Build a Complete TSENATAnalysis Object

Convenience wrapper that combines . build_se() and TSENATAnalysis() into a single function call. This creates a complete analysis object ready for Tsallis entropy computation and downstream analysis.

Usage

build_analysis(
  readcounts = NULL,
  salmon_dir = NULL,
  tx2gene,
  assay_name = "counts",
  metadata = NULL,
  tpm = NULL,
  effective_length = NULL,
  config = list(),
  skip = FALSE,
  verbose = FALSE
)

Arguments

readcounts: A matrix or data.frame of transcript-level read counts with transcript IDs as row names and sample names as column names. Typically output from quantification tools (SALMON, kallisto, etc. ). Optional when salmon_dir is provided (in which case readcounts are auto-loaded from quant.sf files).
salmon_dir: Optional character path to directory containing Salmon quantification output. Expected structure: salmon_dir/sample_name/quant. sf. When provided, automatically discovers and reads all quant. sf files. If both readcounts and salmon_dir are provided, salmon_dir takes precedence. Default: NULL.
tx2gene: Either: - A path to a GFF3 or GFF3.gz file containing transcript-to-gene mapping - A path to a TSV file with columns 'Transcript' and 'Gene' - A data.frame with transcript-to-gene mapping
assay_name: Character. Name for the assay (default: 'counts').
metadata: Optional data.frame with sample metadata. Should have sample names as row names and metadata columns (e.g., sample_type, condition, etc.). If NULL, will attempt to read from config$metadata. Priority: explicit metadata argument > config$metadata > NULL.
tpm: REQUIRED matrix of transcript-level TPM values (Transcripts Per Million). Must be provided and will be stored in the SummarizedExperiment for use during diverse filtering. Same dimensions as readcounts required (rows = transcripts, columns = samples). Typically from SALMON quantification output. If not provided to build_analysis(), subsequent filter_analysis() calls will fail with an explicit error message.
effective_length: REQUIRED numeric vector of transcript effective lengths (e.g., from SALMON EffectiveLength column). Length must match nrow(readcounts). Typically obtained as the median effective length across all samples.

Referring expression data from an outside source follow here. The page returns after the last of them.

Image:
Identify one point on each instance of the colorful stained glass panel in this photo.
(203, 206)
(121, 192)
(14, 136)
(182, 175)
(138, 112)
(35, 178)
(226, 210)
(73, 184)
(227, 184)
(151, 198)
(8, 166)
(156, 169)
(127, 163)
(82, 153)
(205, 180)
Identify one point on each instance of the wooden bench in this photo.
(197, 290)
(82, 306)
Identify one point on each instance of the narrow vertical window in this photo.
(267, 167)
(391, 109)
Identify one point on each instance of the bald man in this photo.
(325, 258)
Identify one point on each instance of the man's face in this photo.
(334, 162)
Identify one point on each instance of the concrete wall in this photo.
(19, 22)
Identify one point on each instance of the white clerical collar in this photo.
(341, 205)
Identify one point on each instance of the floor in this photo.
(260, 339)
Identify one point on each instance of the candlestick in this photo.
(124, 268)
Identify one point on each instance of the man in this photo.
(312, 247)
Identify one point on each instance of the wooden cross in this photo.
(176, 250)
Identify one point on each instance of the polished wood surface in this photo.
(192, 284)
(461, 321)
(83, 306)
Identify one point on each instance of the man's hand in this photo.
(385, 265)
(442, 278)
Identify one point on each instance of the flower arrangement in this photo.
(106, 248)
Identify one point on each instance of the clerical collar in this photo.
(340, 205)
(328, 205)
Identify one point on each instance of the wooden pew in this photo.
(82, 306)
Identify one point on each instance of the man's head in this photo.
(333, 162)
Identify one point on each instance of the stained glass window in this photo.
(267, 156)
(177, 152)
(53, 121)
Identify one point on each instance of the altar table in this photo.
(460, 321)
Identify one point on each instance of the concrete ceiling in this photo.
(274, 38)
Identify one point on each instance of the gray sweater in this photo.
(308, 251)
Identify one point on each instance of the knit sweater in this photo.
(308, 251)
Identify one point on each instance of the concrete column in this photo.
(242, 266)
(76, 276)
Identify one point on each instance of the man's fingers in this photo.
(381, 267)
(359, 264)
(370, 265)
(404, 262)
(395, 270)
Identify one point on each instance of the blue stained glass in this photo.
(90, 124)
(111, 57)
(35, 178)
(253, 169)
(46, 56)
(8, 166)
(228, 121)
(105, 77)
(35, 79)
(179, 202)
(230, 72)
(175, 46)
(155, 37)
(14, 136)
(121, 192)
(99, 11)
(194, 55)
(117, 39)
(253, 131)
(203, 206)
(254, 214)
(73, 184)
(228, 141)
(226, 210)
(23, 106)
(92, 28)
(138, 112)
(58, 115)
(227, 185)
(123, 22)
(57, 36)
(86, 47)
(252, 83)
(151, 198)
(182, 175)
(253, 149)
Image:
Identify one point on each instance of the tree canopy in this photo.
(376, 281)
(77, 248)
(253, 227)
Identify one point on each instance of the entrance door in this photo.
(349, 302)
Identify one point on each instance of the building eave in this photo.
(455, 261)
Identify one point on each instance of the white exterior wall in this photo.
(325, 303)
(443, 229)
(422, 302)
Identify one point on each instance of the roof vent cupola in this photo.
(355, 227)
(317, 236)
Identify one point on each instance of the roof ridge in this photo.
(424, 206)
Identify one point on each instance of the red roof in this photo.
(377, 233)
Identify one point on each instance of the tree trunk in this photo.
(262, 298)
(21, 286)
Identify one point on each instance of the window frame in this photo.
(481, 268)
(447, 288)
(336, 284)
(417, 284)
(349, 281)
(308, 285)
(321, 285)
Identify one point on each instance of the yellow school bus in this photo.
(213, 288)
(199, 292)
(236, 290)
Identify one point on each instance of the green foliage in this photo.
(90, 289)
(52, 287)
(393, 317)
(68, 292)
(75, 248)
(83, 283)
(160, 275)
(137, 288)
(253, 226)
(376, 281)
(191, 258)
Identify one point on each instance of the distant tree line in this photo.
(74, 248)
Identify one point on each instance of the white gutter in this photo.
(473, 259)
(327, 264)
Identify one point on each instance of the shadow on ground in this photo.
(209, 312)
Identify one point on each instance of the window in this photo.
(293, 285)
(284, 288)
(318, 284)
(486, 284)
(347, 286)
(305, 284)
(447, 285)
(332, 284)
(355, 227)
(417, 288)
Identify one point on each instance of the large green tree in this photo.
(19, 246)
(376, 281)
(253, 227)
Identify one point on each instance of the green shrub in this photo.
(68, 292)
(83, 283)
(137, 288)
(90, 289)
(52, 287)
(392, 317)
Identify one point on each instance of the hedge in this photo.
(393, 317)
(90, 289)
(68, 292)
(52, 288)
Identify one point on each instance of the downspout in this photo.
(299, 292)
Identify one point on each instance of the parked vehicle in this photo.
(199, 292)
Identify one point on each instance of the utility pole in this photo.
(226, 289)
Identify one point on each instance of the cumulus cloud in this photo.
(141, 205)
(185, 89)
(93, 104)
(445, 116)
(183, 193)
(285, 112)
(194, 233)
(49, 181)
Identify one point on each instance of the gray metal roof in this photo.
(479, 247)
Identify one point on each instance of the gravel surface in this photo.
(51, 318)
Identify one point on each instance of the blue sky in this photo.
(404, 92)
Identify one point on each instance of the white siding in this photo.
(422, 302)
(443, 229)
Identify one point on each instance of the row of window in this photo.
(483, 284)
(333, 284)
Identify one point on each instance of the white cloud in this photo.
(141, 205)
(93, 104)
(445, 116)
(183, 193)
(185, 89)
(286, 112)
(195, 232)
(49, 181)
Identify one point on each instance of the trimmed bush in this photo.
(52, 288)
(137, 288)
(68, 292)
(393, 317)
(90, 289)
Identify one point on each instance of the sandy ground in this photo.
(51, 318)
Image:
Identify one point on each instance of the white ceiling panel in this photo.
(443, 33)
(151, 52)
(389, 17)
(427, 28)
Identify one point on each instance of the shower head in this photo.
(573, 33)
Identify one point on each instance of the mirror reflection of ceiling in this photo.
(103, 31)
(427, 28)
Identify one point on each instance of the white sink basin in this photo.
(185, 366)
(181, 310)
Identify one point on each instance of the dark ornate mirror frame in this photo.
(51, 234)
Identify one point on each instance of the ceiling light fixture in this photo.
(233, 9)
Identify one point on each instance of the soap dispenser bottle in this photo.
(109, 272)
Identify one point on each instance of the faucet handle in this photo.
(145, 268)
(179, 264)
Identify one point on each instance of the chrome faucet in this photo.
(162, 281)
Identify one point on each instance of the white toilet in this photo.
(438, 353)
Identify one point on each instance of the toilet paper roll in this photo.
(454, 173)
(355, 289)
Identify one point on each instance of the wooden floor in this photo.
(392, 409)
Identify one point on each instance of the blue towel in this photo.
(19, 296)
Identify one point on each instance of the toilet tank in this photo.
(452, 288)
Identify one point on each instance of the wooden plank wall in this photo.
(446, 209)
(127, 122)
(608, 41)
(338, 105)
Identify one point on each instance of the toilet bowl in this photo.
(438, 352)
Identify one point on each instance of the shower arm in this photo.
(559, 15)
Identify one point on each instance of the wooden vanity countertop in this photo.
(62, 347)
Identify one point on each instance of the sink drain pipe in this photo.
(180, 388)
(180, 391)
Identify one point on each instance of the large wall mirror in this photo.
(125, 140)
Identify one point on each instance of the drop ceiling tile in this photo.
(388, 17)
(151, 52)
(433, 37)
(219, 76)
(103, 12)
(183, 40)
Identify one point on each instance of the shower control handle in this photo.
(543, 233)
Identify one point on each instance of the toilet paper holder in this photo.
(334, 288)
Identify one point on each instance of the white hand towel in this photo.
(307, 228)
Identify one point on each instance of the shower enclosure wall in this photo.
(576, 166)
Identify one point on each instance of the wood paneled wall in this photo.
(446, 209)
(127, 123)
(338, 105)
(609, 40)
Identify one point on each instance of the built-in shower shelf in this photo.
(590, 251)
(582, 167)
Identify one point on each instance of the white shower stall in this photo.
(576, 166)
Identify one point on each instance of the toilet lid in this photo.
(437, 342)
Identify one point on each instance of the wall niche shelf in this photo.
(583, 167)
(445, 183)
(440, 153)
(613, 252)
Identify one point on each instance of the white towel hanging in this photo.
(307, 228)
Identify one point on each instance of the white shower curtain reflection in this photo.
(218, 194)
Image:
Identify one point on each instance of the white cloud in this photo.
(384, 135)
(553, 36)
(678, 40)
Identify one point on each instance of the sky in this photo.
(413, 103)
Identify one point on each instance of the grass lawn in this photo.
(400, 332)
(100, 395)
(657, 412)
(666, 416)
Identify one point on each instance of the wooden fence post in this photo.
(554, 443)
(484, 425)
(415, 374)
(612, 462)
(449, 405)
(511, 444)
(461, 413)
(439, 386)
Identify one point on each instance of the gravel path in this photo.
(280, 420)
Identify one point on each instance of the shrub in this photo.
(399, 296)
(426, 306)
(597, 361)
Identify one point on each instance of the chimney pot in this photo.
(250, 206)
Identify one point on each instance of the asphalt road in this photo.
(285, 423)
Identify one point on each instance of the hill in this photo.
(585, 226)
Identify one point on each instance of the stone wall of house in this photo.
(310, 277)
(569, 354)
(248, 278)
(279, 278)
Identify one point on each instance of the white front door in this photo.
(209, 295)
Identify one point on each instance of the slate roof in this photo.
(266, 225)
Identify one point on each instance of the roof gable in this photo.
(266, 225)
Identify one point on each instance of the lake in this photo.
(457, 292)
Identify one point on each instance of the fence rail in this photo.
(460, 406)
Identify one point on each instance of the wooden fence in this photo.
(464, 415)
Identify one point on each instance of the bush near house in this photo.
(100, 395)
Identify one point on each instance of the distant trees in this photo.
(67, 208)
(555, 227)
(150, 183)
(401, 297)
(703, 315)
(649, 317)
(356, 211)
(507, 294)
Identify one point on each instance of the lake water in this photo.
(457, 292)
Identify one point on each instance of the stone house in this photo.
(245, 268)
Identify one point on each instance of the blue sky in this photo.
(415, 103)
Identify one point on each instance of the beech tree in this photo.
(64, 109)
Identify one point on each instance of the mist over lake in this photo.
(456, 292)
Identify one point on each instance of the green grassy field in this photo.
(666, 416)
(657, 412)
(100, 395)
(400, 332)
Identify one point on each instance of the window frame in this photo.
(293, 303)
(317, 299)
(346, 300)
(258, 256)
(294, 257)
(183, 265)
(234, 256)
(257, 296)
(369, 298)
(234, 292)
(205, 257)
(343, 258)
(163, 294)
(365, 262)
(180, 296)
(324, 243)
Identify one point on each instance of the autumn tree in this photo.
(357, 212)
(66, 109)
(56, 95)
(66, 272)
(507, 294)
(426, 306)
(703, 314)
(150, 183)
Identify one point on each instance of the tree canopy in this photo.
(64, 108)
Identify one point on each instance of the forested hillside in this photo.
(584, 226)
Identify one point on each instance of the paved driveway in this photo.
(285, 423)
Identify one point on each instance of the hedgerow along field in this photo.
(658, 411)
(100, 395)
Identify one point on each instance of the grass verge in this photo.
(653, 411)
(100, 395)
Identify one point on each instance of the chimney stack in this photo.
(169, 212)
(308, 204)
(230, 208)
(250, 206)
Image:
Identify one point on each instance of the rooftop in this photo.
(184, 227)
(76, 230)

If not provided to build_analysis(), the data will not be stored for later use in length-normalized calculations.
config: Optional list of configuration parameters to store in the TSENATAnalysis object. Can also contain config$metadata which will be used if the metadata argument is NULL. Following Bioconductor best practices (fail-fast principle), create configuration via TSENAT_config() FIRST, then pass to build_analysis() at object construction time. This ensures invalid parameters are caught immediately, before analysis proceeds. See examples below for recommended usage pattern.
skip: Logical. If TRUE, allow unmapped transcripts (transcripts not found in tx2gene mapping) and remove them from analysis. If FALSE (default), stop with an error when unmapped transcripts are detected. Useful for handling data with transcript IDs that don't match the annotation file provided.
verbose: Logical. If TRUE, print informative messages during execution (e.g., Salmon sample discovery, progress on data loading). Default: TRUE.

Value

A TSENATAnalysis S4 object with:

@se: The SummarizedExperiment containing transcript counts and metadata
@config: Analysis configuration (empty list or user-provided)
@diversity_results: Empty list (populated by calculate_diversity())
@divergence_results: Empty list (populated by calculate_divergence())
@sait_results: Empty list (populated by calculate_sait())
@jackknife_results: Empty list (populated by jackknife functions)
@plots: Empty list (populated by plotting functions)
@metadata: Metadata with package version and creation timestamp

CRITICAL: TPM and effective_length Requirements

Both tpm and effective_length MUST be provided to ensure correct filtering and normalization in downstream analysis:

filter_analysis() requires TPM data (stored in metadata). If TPM is missing, the function will fail with an explicit error message that guides you to pass it to build_analysis().
calculate_diversity() uses effective_length for length-normalized entropy calculations.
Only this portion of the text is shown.